The LC-MS/MS and immunohistochemistry revealed that dutasteride was more effective than finasteride at inhibiting steroidogenesis. Therefore, we also examined the effects of dutasteride on retinal histology. At 10 mm Hg, the retinas did not show any remarkable changes in the presence of 1 μM dutasteride (Fig. 5f). At 75 mm Hg, administration of 1 μM dutasteride, however, resulted in severe changes characterized by an edematous appearance in the IPL and bull's eye formation in the INL along with axonal swelling (Fig. 5g). In addition, destruction of the ONL was found. Administration of 1 μM allopregnanolone was neuroprotective against the retinal degeneration observed in the presence of 1 μM dutasteride and high pressure (Fig. 5h). However, administration of 1 μM picrotoxin overcame the neuroprotective effects of allopregnanolone in the retina treated with 1 μM dutasteride under hyperbaric conditions (Fig. 5i). At 75 mm Hg, 100 μM APV-treated retinas showed substantial neuroprotection against dutasteride-induced toxicity (Fig. 5j), consistent with results from APV administration to finasteride-treated retinas. However, APV failed to protect RGC nuclei.

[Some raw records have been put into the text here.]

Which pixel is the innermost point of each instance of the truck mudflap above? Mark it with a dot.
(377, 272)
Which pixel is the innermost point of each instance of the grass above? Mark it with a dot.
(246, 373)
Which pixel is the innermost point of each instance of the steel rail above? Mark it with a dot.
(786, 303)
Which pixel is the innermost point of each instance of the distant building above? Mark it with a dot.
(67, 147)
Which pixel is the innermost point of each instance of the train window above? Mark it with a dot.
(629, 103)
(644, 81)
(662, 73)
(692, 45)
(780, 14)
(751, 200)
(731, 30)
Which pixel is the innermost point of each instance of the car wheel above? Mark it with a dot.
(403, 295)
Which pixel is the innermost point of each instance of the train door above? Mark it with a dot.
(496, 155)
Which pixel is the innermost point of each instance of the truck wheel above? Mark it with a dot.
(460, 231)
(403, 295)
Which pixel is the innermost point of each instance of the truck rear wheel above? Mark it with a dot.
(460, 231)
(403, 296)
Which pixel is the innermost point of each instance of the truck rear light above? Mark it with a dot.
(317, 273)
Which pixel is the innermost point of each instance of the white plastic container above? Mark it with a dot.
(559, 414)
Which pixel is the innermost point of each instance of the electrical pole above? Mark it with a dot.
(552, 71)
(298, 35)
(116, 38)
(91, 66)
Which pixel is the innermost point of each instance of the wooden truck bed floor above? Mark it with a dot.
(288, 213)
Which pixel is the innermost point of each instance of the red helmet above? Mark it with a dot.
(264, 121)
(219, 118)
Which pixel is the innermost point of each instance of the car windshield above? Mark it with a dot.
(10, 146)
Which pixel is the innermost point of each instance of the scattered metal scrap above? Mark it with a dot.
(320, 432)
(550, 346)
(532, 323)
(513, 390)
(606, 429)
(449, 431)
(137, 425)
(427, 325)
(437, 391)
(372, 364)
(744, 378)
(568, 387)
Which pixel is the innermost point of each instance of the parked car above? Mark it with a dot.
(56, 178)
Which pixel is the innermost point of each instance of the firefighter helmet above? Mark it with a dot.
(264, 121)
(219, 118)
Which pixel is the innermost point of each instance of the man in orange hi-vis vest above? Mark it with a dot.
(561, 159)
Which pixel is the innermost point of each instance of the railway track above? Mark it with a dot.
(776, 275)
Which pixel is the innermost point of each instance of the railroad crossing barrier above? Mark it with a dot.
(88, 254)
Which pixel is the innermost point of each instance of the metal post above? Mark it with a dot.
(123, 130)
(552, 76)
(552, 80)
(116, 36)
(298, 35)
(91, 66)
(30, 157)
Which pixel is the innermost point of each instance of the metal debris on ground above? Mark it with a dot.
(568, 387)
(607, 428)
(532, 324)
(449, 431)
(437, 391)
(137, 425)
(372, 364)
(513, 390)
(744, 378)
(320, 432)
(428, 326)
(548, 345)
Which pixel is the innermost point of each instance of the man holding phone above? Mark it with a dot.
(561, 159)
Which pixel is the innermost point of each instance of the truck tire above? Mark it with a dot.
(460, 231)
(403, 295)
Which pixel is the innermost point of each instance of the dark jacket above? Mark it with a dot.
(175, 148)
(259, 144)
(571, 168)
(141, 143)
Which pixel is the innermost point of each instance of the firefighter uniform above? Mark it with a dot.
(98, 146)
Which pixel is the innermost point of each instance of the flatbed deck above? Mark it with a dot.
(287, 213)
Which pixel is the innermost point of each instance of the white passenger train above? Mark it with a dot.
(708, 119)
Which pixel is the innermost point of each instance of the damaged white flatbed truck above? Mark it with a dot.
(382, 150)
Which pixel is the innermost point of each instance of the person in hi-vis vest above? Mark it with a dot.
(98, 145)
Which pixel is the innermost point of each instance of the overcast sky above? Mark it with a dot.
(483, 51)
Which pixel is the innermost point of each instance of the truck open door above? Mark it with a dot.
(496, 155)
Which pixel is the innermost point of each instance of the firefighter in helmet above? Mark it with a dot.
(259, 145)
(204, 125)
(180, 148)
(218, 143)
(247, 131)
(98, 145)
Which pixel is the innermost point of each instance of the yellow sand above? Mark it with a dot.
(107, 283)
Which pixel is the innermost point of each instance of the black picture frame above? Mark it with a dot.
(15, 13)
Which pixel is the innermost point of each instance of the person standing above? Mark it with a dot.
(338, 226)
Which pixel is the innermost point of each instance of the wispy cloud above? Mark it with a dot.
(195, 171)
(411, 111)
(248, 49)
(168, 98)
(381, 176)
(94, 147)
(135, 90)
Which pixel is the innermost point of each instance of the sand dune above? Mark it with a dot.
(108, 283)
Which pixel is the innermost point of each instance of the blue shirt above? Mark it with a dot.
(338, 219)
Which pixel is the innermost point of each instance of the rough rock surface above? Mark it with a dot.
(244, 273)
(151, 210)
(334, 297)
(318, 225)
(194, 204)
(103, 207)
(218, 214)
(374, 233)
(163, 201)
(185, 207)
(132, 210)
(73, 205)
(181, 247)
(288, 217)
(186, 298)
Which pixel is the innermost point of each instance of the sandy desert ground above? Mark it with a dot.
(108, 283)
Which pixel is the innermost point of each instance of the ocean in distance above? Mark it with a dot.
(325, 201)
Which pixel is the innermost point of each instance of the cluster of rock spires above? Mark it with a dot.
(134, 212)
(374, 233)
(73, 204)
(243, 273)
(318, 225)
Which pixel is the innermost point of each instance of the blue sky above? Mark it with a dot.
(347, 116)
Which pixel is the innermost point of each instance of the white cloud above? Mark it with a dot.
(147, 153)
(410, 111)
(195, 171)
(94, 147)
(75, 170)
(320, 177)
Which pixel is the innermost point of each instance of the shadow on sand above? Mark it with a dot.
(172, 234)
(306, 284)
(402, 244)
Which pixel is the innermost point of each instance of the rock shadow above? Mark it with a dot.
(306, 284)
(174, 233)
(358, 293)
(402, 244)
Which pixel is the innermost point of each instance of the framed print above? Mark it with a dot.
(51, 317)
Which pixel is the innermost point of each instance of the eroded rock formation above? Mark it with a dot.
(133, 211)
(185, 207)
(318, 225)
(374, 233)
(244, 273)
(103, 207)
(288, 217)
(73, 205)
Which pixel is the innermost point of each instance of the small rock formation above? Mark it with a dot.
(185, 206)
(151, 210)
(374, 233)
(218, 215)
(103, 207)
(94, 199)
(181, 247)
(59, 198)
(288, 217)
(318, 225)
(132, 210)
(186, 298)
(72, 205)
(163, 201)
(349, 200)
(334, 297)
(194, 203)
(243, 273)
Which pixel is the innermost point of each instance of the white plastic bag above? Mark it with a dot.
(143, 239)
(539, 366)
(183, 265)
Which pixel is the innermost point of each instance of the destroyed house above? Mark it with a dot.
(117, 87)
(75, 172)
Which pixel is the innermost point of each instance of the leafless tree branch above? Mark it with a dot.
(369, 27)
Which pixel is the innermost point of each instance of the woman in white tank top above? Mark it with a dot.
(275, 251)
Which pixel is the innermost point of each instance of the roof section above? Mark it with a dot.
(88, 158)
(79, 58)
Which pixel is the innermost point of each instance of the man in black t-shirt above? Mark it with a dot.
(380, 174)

A quantitative assessment of structural changes induced by high pressure (75 mm Hg) and/or administration of allopregnanolone, finasteride, dutasteride, picrotoxin, and APV is summarized in Table 1. The NFLT in retinas incubated at 75 mm Hg was significantly increased compared to that in control retinas incubated at 10 mm Hg. Administration of allopregnanolone at 75 mm Hg prevented the NFLT increase in a concentration-dependent fashion. The NFLT also was significantly increased after exposure to high pressure in the presence of finasteride or dutasteride. Allopregnanolone significantly decreased the NFLT at 75 mm Hg in the presence of finasteride or dutasteride. Administration of APV also decreased the NFLT at 75 mm Hg in the presence of finasteride or dutasteride. In contrast, a combination of finasteride, allopregnanolone, and picrotoxin or a combination of dutasteride, allopregnanolone, and picrotoxin significantly increased the NFLT at 75 mm Hg.

Table 1.

Effects of Pressure Elevation, Allopregnanolone, Finasteride, and Picrotoxin on NFLT and NDS

Condition (n)	NFLT vs. RT, % (P)	NDS (P)
10 mm Hg (5)	2.4 ± 1.5 (–)	0.1 ± 0.1 (–)
10 mm Hg + 1 μM AlloP (5)	2.3 ± 1.5 (1.000)	0.2 ± 0.1 (1.000)
10 mm Hg + 1 μM Fin (6)	2.2 ± 2.2 (0.815)	0.4 ± 0.5 (0.079)
75 mm Hg (7)	12.8 ± 3.5 (0.0001)*	0.9 ± 0.4 (<0.0001)*
75 mm Hg + 10 nM AlloP (6)	8.0 ± 3.0 (0.0044)*	0.8 ± 0.4 (<0.0001)*
75 mm Hg + 100 nM AlloP (6)	3.0 ± 2.0 (0.458)	0.3 ± 0.3 (0.061)
75 mm Hg + 1 μM AlloP (5)	2.4 ± 1.3 (0.676)	0.3 ± 0.2 (0.510)
75 mm Hg + 1 μM Fin (5)	11.5 ± 3.4 (0.0006)*	3.4 ± 0.1 (<0.0001)*
75 mm Hg + 1 μM Fin + 1 μM AlloP (6)	2.7 ± 2.1 (0.718)	0.2 ± 0.2 (0.174)
75 mm Hg + 1 μM Fin + 1 μM AlloP + 1 μM Picro (5)	13.8 ± 4.3 (0.0005)*	3.7 ± 1.2 (<0.0001)*
75 mm Hg + 1 μM Fin + 100 μM APV (5)	2.0 ± 1.0 (0.633)	0.2 ± 0.1 (0.153)
75 mm Hg + 1 μM Duta (5)	10.5 ± 2.50(0.0003)*	4.0 ± 0.5 (<0.0001)*
75 mm Hg + 1 μM Duta + 1 μM AlloP (6)	2.2 ± 1.0 (0.858)	0.2 ± 0.2 (0.338)
75 mm Hg + 1 μM Duta + 1 μM AlloP + 1 μM Picro (5)	10.6 ± 2.3 (0.0002)*	3.9 ± 0.7 (<0.0001)*
75 mm Hg + 1 μM Duta + 100 μM APV (5)	1.7 ± 0.8 (0.384)	0.2 ± 0.1 (0.153)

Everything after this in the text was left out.